As the network administrator at a small college, I find the "no private network at all" requirement a little odd. I can tell you that we have lots of very good reasons for not wanting you to run your own wireless network. Please, just don't do this. As the consumer equipment on the market these days tends to almost always include a wireless radio, that may be a big part of it, but I generally have no problems with students who want to connect multiple devices via the single wired network port in their room, as long as they take care in how it's set up.
Given your needs, their network requirements, and what I suspect they are trying to accomplish with these rules, I would look to solve this in one of three ways:
- Set it up your cisco router as a dumb hub rather than a switch or router, and turn off or disable the wireless radio in the device. Now you must register the MAC address for each additional device separately. This is preferred, but given the strict rules they may only allow the first device per wired port in your room.
Use Network Address Translation (NAT). Most routers have this on by default. If you're using NAT, their system should only ever see your router's MAC address. If everything is set up correctly, registering a MAC from your PC would give them the routers MAC and should satisfy the requirement, such that all devices appear to be using that MAC (no spoofing required).
You still need to disable the wireless radio. The downside to this approach is that bandwidth management systems will see all your devices as one. Treated this way, the multiple devices are likely to get scored higher for bandwidth management purposes and ultimately your connection will be throttled as a result - you'll get lower speeds than others nearby.
- Build a private wired network, with no access to the internet. You can use this for things like your synergy app. Then, use the wireless connection on each device for internet access. You'll likely have to play around with routing tables for this to work, so that the default gateway on your wireless adapter takes precedence over the wired (it's normally the other way around).
Some additional key points:
- They will be able to know and stop you if you don't disable the wireless radio. Modern enterprise access points can detect and neutralize the rogue transmitters. End of story.

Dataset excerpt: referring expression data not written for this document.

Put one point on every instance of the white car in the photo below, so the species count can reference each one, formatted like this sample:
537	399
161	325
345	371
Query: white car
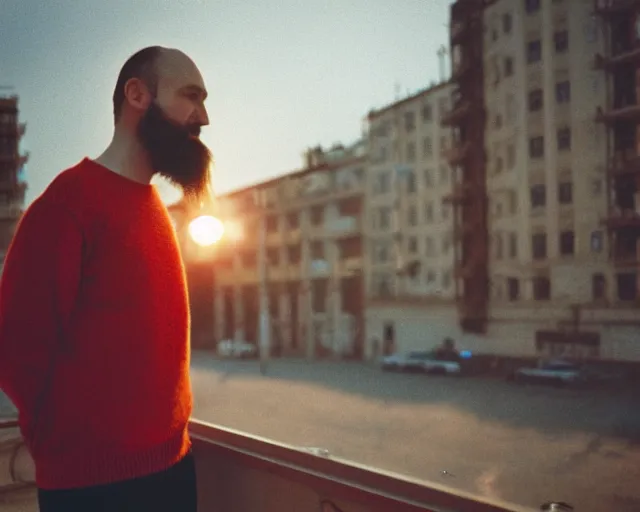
552	372
420	361
236	349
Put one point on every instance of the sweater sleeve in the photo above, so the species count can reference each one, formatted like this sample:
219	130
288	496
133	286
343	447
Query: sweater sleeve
38	291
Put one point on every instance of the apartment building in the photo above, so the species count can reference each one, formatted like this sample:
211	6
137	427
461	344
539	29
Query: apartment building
310	223
546	171
12	184
410	285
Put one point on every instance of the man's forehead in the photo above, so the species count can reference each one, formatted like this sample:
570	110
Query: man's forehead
177	69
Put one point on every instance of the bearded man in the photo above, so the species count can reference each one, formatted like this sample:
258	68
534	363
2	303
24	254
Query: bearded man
94	317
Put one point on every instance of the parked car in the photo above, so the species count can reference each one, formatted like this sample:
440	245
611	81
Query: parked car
237	349
556	372
422	361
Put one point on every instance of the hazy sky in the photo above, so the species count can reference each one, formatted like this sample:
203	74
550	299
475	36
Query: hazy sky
282	75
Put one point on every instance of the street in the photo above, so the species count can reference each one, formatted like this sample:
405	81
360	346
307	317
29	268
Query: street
525	445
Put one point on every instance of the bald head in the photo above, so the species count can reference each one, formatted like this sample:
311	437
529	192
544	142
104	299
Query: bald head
159	74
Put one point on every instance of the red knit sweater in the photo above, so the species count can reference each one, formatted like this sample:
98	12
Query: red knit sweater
94	322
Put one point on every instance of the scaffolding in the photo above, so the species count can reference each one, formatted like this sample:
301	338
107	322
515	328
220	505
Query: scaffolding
467	159
620	22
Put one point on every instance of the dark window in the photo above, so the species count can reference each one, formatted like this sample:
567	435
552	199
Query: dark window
534	51
413	244
535	100
411	183
536	147
539	246
627	286
563	92
538	196
532	6
561	41
541	288
508	66
513	288
565	192
564	138
567	243
427	113
507	22
598	286
513	245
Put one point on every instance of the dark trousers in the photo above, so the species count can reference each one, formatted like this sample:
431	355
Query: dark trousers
172	490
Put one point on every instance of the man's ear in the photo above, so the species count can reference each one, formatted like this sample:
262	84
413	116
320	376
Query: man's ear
137	94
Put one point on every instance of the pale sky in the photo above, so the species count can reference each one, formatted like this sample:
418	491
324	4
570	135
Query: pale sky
282	76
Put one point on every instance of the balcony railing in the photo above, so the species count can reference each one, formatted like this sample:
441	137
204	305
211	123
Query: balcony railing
244	473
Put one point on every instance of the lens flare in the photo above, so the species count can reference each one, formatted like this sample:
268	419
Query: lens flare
206	230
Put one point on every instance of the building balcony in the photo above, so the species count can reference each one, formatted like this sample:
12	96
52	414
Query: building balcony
619	219
630	111
459	193
608	63
609	7
344	226
456	154
245	473
458	113
624	163
350	266
460	70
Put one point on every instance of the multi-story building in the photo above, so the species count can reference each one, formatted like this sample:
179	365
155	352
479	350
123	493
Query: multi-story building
12	185
310	222
547	224
409	223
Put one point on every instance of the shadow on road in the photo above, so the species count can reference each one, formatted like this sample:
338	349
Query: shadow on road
550	410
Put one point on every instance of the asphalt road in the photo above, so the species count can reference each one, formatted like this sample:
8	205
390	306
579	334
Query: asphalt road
524	445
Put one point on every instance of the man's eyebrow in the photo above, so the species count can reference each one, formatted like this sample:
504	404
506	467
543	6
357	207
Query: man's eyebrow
195	88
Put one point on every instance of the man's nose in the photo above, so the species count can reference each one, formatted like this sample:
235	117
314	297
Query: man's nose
203	117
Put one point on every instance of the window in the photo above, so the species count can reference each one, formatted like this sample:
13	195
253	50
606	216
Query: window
597	241
411	152
427	113
536	147
430	247
539	246
413	245
412	186
564	139
507	22
511	155
541	288
567	243
627	286
428	212
385	218
538	196
513	245
412	216
508	66
535	100
598	286
531	6
428	178
444	175
561	41
565	192
563	92
499	248
444	210
534	51
409	121
427	147
513	288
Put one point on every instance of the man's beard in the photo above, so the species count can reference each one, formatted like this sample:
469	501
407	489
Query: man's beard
176	153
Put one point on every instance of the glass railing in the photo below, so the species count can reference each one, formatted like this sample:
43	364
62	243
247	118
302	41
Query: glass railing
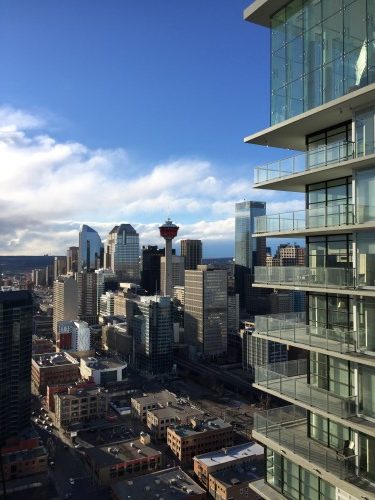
289	378
287	427
325	277
315	158
328	216
293	328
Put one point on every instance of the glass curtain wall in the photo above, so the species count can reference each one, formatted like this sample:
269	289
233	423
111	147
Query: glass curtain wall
312	62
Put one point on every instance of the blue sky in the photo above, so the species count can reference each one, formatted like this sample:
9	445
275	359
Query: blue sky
129	111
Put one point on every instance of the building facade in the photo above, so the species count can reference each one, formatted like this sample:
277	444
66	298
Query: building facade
191	250
206	310
323	105
122	253
16	310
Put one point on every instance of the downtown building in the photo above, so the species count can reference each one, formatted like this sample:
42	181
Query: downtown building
321	445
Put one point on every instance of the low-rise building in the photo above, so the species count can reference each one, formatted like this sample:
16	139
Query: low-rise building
159	419
168	484
141	404
227	459
201	436
103	371
53	369
123	459
233	483
80	405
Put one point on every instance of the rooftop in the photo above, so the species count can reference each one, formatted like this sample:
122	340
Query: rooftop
120	452
202	426
54	359
229	454
168	483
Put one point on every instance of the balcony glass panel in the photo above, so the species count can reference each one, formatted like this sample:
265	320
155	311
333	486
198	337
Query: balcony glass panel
292	327
320	156
290	379
287	427
326	216
305	276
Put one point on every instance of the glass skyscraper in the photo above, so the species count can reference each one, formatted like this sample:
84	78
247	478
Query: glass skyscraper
322	444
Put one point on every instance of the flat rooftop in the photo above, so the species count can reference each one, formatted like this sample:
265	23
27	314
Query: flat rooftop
168	484
227	455
53	359
203	426
119	452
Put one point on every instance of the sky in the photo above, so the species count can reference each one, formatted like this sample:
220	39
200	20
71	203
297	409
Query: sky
130	111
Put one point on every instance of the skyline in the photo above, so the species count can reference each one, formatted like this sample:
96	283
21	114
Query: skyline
140	132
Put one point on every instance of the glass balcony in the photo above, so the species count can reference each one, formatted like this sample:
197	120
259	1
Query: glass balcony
300	220
292	327
323	277
290	379
302	162
287	427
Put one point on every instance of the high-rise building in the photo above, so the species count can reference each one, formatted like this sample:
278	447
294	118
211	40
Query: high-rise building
90	249
16	310
178	271
152	327
150	268
206	309
122	254
322	104
249	252
65	300
72	259
87	297
168	231
192	251
59	266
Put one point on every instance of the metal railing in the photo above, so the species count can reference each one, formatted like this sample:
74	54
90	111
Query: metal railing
292	327
324	277
290	378
287	427
299	220
315	158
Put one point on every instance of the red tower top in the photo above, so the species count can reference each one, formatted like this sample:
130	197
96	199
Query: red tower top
168	230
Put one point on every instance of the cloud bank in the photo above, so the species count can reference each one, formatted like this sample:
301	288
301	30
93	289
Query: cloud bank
49	187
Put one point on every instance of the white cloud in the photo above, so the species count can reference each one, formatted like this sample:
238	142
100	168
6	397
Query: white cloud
48	188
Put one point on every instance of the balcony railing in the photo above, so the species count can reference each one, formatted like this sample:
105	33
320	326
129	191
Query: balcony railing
290	379
325	277
292	327
302	162
300	220
287	427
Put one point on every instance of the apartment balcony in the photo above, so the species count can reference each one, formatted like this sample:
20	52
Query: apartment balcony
290	379
292	329
335	218
317	165
287	427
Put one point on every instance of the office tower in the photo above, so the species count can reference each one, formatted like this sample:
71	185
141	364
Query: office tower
59	267
65	300
90	249
206	310
72	259
16	309
168	231
150	268
122	255
322	104
192	251
106	281
152	328
87	297
178	272
249	252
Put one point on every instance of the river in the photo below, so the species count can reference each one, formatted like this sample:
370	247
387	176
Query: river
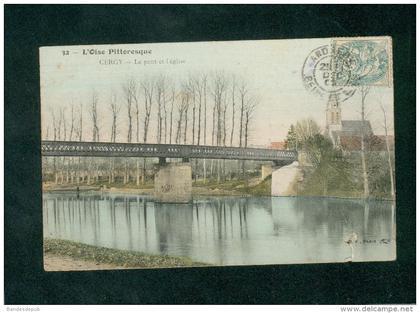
227	230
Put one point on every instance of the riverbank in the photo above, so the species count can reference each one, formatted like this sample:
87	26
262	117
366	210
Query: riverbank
65	255
234	187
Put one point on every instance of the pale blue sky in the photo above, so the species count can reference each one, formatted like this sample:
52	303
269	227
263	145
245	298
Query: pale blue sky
271	67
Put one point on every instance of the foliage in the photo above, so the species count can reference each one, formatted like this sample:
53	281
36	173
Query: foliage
331	171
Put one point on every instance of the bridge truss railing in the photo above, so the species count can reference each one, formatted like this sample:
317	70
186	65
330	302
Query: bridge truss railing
108	149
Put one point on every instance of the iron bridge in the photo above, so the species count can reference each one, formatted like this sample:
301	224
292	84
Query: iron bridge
111	149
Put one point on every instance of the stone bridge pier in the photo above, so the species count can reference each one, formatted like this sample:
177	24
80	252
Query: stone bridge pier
173	182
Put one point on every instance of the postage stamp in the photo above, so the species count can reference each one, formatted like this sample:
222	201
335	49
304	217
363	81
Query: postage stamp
362	62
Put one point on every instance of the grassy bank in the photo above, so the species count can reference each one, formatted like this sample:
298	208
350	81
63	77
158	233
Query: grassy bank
99	255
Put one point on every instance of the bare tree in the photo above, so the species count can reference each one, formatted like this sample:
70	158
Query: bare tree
233	87
173	96
243	90
115	109
391	171
148	86
364	90
95	129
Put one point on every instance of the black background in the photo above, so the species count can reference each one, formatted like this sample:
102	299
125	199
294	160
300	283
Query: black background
29	27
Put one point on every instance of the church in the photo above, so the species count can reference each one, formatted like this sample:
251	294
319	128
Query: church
345	134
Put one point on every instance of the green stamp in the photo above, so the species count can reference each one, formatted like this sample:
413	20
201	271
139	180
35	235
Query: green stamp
362	62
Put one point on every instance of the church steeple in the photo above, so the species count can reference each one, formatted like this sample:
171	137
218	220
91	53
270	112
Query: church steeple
333	112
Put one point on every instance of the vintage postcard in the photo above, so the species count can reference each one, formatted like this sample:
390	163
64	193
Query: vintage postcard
218	153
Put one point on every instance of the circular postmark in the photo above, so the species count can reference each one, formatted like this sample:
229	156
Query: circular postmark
319	75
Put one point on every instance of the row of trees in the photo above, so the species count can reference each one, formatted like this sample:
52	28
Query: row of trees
339	172
204	109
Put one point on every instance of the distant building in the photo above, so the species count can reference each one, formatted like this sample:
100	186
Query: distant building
346	134
278	145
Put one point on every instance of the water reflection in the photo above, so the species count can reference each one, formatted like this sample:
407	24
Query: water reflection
227	230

- One reason for this kind of requirement is that it is very easy to mis-configure your device to put a rogue dhcp server on your campus network, and that can cause big problems for everyone. That's one reason to prefer the hub approach vs the NAT approach - there's no dhcp server running on your equipment, as you still rely on the school for this service.
From your other question, I see you'd like to use bittorrent. Depending on the school, that may or not be okay. Either way, there are some things you should know before even trying this on a campus network.
- By default, bittorrent clients are configured to create a lot of simultaneous connections to talk to a lot of peers (often many times per peer) and suck down as much bandwidth as they can get. When you go to a college, this can cause big problems, and it's just not a good way to behave with regards to sharing resources with your fellow students. Just a few people running bittorrent clients configured this way can cause problems for your internet gateway, which in addition to bandwidth may have a fixed cap for the number of concurrent connections it can process at a time. You should edit your client's settings if you can so that you only use a few connections at a time — you'll want something that seems really low, like just 20 or 50.
- Colleges are not under a lot of pressure to curb p2p file sharing, including bittorrent, with the most recent item being a new law that took effect this past summer that now requires all schools that want to allow students to accept federal financial aid to use technical means to limit this activity. It's highly likely that running a bittorrent client will cause your entire connection to throttled, such that everything else you want to do is slower as well.
- Try to keep it to legal torrents. Really.